Maybe One UI can Save Android
When I wrote the Galaxy Tab S7 review, I was pretty critical about Android and One UI. Since then, both Google and Samsung have upped their game, and the OS is very smooth on the Galaxy Tab S7 FE.
The tablet ships with Android 11 and One UI 3.1. Samsung’s productivity apps mostly replicate Google’s, but they’ve become much more useful now that most of them, including Samsung Notes and Tasks, integrate with Microsoft 365.
It also seems like Samsung is really working on a cohesive ecosystem that continues to get better. If you stick with Samsung products, your experience will be close to seamless.
I use a Samsung Galaxy Z Fold3 5G, a Galaxy Book Pro 360, and a Galaxy Tab S7 as my daily drivers. With the trio, I can easily copy and paste links from one device to another, use nearly all of my Z Fold3 5G’s apps on my laptop, and use Quick Share to send photos and files among devices. And since everything is backed up to OneDrive, I usually don’t even need to use Quick Share—I can just search for the item on any of my devices.

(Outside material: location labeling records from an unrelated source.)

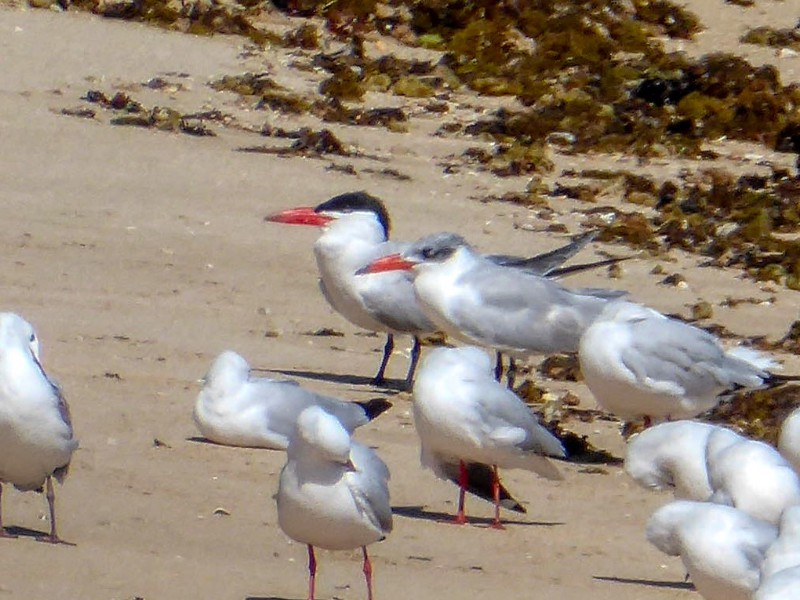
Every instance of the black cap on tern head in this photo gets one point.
(355, 202)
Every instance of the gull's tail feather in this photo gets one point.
(579, 268)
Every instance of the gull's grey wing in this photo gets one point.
(524, 311)
(501, 410)
(666, 351)
(369, 486)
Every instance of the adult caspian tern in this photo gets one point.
(356, 229)
(333, 492)
(479, 302)
(36, 436)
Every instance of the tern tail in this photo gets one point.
(375, 407)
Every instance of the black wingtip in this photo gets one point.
(480, 485)
(375, 407)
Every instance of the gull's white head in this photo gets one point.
(427, 252)
(228, 371)
(468, 359)
(16, 332)
(324, 433)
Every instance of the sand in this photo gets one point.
(140, 254)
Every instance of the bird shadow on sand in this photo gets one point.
(390, 386)
(674, 585)
(418, 512)
(17, 531)
(271, 598)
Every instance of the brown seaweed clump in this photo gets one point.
(746, 222)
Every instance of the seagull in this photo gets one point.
(638, 362)
(675, 454)
(782, 585)
(356, 228)
(479, 302)
(463, 416)
(784, 553)
(333, 492)
(721, 547)
(753, 477)
(789, 439)
(36, 436)
(235, 409)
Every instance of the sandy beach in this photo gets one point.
(140, 254)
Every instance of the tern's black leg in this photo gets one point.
(387, 352)
(511, 374)
(412, 366)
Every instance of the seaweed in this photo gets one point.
(775, 38)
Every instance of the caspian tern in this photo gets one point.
(356, 229)
(37, 440)
(782, 585)
(235, 409)
(721, 547)
(479, 302)
(638, 362)
(463, 416)
(333, 492)
(789, 439)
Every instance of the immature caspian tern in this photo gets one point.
(675, 456)
(235, 409)
(356, 229)
(36, 436)
(722, 548)
(789, 439)
(782, 585)
(479, 302)
(465, 417)
(640, 363)
(333, 492)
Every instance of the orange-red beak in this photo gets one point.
(299, 216)
(392, 262)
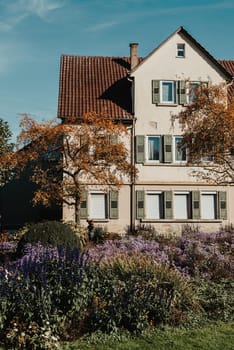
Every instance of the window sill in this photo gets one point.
(100, 220)
(181, 220)
(174, 164)
(166, 104)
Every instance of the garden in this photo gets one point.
(58, 288)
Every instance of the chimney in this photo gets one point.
(133, 55)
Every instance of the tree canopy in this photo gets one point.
(208, 133)
(5, 147)
(64, 159)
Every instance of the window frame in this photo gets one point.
(188, 89)
(215, 208)
(175, 150)
(180, 50)
(159, 195)
(105, 196)
(188, 204)
(172, 83)
(147, 149)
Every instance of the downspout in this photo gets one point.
(132, 150)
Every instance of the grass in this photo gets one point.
(213, 337)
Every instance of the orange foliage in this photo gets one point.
(65, 158)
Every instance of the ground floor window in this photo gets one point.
(98, 206)
(208, 206)
(181, 205)
(154, 205)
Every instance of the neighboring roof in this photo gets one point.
(184, 33)
(229, 66)
(96, 84)
(102, 84)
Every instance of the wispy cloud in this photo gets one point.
(102, 26)
(13, 12)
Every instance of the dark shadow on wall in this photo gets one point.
(16, 207)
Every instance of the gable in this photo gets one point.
(229, 66)
(165, 56)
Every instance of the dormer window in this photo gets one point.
(180, 50)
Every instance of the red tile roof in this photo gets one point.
(100, 84)
(229, 66)
(96, 84)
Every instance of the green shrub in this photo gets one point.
(133, 293)
(217, 299)
(49, 233)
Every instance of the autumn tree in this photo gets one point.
(208, 133)
(5, 147)
(66, 158)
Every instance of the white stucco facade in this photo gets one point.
(165, 194)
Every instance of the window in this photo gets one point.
(98, 206)
(193, 88)
(164, 92)
(154, 148)
(192, 91)
(154, 205)
(167, 90)
(180, 50)
(180, 153)
(208, 205)
(181, 205)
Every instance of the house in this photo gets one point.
(144, 94)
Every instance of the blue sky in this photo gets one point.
(34, 34)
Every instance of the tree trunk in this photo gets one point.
(77, 210)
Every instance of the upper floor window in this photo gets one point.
(180, 154)
(193, 89)
(175, 92)
(180, 50)
(154, 148)
(167, 92)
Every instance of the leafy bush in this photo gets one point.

To be perfectly honest, it’s not quite as slick as Apple’s iOS, iPadOS, and MacOS integration, but it’s close. Over the past year, Samsung has made major improvements to One UI, and I expect to see the ecosystem continue to mature.
One UI 3.1 includes minor improvements to DeX (desktop-mimicking) mode. It’s less buggy, Microsoft 365 integration is improved, and it connects via Wi-Fi more consistently. It’s still not going to replace your computer, but it works well in a pinch.
Finally, Samsung is embracing long-term device updates. Its current policy supports three Android upgrades and four years of security patches. Sure, Samsung isn’t nearly as fast at updates as Apple, but upgrades seem to ship faster on its unlocked devices.
A More Affordable Productivity Tablet
The Samsung Galaxy Tab S7 FE gets a lot right. It has an excellent build quality, comes with an S Pen in the box, and gets years of OS upgrades. It just isn’t as powerful as its pricier competitors. If you just use your tablet to stream video or do general tasks, the Tab S7 FE is more than up to the task. If you’re hoping to use it a laptop replacement, however, you’ll probably want to spend more on a different model. Although the Galaxy Tab S7+ is pricier, it packs enough power to help you finish even the most demanding tasks. And if you aren’t committed to Samsung and/or Android, the iPad Pro line remains a strong alternative.